High Holidays 5781 / 2020
As I write these words in mid-July, I know that many folks are struggling to get through the crises we find ourselves in — struggling to make decisions about your children’s schooling, struggling to balance work and home life, struggling with having to be in a potentially unsafe workplace or subway. Struggling with our deeper awareness that our nation continues to fail communities of color and to support their lives, health, dignity, and equality. Struggling with the greatest uncertainty, worries, and feelings of overwhelm we have ever known.
In this year of extreme change, we invite you to join Kol Ami on a journey to and through the High Holidays. It may seem odd to start thinking about High Holidays now, or to peg our current situation to such an ancient set of holy days. But as Rabbi Rami Shapiro reminds us, our spiritual tradition is based on two pillars: Tikkun HaNefesh/Healing our Souls and Tikkun Olam/Reparing the World. Both are so desperately needed this year, and both are intertwined. As we repair our souls we become better equipped to repair the world. As we work for good in the world, we discover our souls are calmer, lighter, more filled with light.
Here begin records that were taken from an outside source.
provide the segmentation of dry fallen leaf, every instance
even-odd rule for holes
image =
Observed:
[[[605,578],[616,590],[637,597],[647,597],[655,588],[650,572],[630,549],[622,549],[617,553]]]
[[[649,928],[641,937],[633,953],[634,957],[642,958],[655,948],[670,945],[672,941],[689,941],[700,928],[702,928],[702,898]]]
In that regard, we will be reading and pondering two books this summer, and discussing them into the fall — Rabbi Alan Lew’s aptly-titled “This is Real and You Are Completely Unprepared” — a guide for personal introspection through the High Holiday season. And Ibram X. Kendi’s “How to Be an Antiracist,” which will help us come to grips with the intersection of our Jewish and American identities, and give us the grounding we need to become antiracists not only in our hearts but in our actions and everyday life. I hope you’ll join us in these collective reads and opportunities to discuss.
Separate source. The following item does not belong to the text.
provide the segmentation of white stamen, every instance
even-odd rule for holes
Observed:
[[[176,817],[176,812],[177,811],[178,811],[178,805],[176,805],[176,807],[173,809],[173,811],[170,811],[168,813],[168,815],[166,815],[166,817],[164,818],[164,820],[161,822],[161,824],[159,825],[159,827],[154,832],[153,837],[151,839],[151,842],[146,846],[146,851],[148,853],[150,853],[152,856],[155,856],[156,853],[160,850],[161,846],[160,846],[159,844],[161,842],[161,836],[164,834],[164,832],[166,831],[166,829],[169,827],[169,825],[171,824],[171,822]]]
Our theme for this year’s High Holidays is Zochreinu l’Chayim — Remember us for life. The phrase comes from the Amidah for High Holidays, and it’s a prayer from the heart — we pray that we will be written into the Book of Life for this coming year. And every moment we are keenly aware that our own actions will help determine our fate. This year, perhaps we translate zochreinu l’chaim as keep reminding us to choose life! Every time we put on a mask, every time we keep physically distant, every ounce of patience we muster as we take precautions — let’s whisper to ourselves: zochreinu l’chaim. Every time we express thanks or share our resources with front-line workers, every time we plant trees and use less fossil fuels, every time we support communities of color and work for their full equality — keep reminding us to choose life, remind us it’s for the sake of life.
Join us at Kol Ami as we walk this important journey in the months ahead.